Learning without labels

Reducing supervision in training, inference, and evaluation of deep neural networks

Alessandro Conti¹

Abstract

This thesis investigates how the reliance on supervision can be reduced at each stage of the deep learning pipeline — training, inference, and evaluation. At training, CluP and DALL-V adapt pre-trained models to new visual domains using only unlabeled target data. At inference, the thesis formalizes Vocabulary-free Image Classification and Semantic Segmentation, addressing both with CaSED through open retrieval from a vision-language database, and characterizes Large Multimodal Models (LMMs) in fully open-world settings. At evaluation, APEx automates LMM benchmarking end-to-end — from a natural language research question to a synthesized report, without any ground-truth labels.

¹ University of Trento

PDF

01 Unsupervised training / 訓

Fine-tuning typically requires labeled examples in the target domain, but this assumption breaks down when data is scarce, private, or subject to distributional shift. The thesis focuses on Source-Free Unsupervised Domain Adaptation (SFUDA), where only a pre-trained source model and unlabeled target data are available — no source samples, no target labels.

CluP (BMVC 2022) addresses SFUDA for Facial Expression Recognition. It uses self-supervised pre-training to warm up the target feature extractor, then applies a cluster-level pseudo-labeling strategy that accounts for in-cluster statistics to produce a reliable training signal. CluP is validated across four adaptation scenarios and achieves performance comparable to standard UDA methods that have direct access to source data, despite never observing any source samples at adaptation time.

DALL-V (ICCV 2023) tackles video-based SFUDA by exploiting Vision Language Models as a source of web-supervised world knowledge that proves surprisingly robust to domain shift. A lightweight, adapter-based student network distills the VLM’s world prior alongside predictions from the source model, requiring only a minimal number of learnable parameters. DALL-V achieves significant improvements over prior video-based SFUDA methods on standard benchmarks.

02 Unsupervised inference / 推

Standard vision models require the full output vocabulary to be specified at training time. This thesis removes that constraint, reformulating both image classification and semantic segmentation as open-ended retrieval problems.

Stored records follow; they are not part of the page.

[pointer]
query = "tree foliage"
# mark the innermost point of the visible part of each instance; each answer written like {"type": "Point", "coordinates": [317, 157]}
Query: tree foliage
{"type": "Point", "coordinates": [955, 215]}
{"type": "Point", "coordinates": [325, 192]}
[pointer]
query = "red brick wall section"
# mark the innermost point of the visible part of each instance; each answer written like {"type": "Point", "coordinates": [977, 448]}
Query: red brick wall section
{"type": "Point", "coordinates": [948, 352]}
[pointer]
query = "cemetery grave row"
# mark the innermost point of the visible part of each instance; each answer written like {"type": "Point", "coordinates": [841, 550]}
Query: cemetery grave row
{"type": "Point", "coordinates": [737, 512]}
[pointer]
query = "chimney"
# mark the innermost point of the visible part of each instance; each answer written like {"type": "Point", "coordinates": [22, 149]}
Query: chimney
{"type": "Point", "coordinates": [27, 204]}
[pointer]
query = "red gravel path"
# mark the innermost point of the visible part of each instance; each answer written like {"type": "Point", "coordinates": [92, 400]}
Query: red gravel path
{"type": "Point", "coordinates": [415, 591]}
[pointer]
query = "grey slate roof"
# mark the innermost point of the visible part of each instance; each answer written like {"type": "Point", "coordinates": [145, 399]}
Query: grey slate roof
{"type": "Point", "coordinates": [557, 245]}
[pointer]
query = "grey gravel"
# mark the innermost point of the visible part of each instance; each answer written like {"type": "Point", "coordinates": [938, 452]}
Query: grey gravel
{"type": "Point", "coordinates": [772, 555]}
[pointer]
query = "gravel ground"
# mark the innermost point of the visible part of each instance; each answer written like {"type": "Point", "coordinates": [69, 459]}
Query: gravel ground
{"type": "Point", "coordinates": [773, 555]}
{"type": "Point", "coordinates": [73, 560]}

Vocabulary-free Image Classification (VIC) (NeurIPS 2023) formalizes the task of classifying images without a predefined label set, operating directly in an unconstrained, language-induced semantic space. The thesis introduces CaSED (Category Search from External Databases), which retrieves captions from a large vision-language database, extracts candidate categories via text parsing, and scores each candidate through image-to-text and text-to-text similarity against the captions centroid. CaSED operates in a fully training-free manner and establishes strong baselines across ten classification benchmarks.

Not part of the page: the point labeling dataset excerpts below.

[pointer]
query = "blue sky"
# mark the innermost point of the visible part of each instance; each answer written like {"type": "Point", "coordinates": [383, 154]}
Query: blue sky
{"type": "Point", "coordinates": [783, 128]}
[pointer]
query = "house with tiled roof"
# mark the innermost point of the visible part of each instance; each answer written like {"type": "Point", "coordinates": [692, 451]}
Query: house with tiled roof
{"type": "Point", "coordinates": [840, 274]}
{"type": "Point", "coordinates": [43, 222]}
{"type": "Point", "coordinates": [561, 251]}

Vocabulary-free Semantic Segmentation (VSS) (TPAMI 2026) extends the VIC formulation to pixel-level labeling. Three strategies adapt CaSED to segmentation: (i) a class-agnostic segmenter followed by per-region CaSED classification, (ii) an image-specific vocabulary generated by CaSED for an open-vocabulary segmentation model, and (iii) DenseCaSED, which applies CaSED at multiple scales and aggregates predictions into a full segmentation mask — without any model ever trained for semantic segmentation.

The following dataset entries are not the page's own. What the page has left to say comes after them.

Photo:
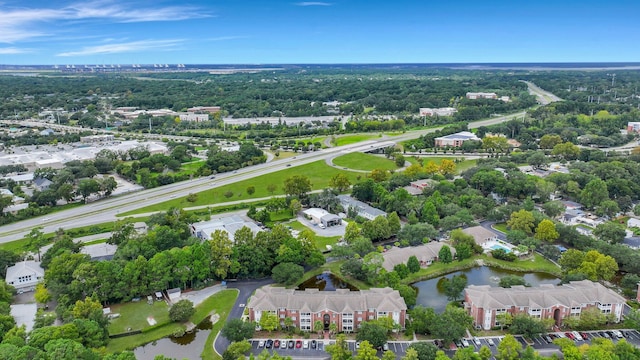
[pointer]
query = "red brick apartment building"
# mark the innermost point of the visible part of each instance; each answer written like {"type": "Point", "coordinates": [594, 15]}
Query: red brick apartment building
{"type": "Point", "coordinates": [347, 309]}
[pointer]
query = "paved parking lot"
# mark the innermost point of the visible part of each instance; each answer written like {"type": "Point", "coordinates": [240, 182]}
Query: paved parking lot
{"type": "Point", "coordinates": [400, 347]}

Open-world classification with LMMs (ICCV 2025) evaluates 13 Large Multimodal Models across 10 benchmarks in a fully open-world setting, where models are queried with natural language prompts rather than fixed label sets. The study establishes an evaluation protocol and introduces metrics to assess semantic alignment between predicted and ground-truth concepts. It categorizes model errors into four types along correctness and specificity axes, revealing systematic failure modes related to granularity. Tailored prompting strategies and chain-of-thought reasoning are shown to partially mitigate these issues.

03 Unsupervised evaluation / 評

Traditional evaluation relies on fixed benchmarks with manually annotated labels. As models become more capable and generalist, this paradigm becomes increasingly inadequate. The thesis pushes toward a fully annotation-free evaluation loop.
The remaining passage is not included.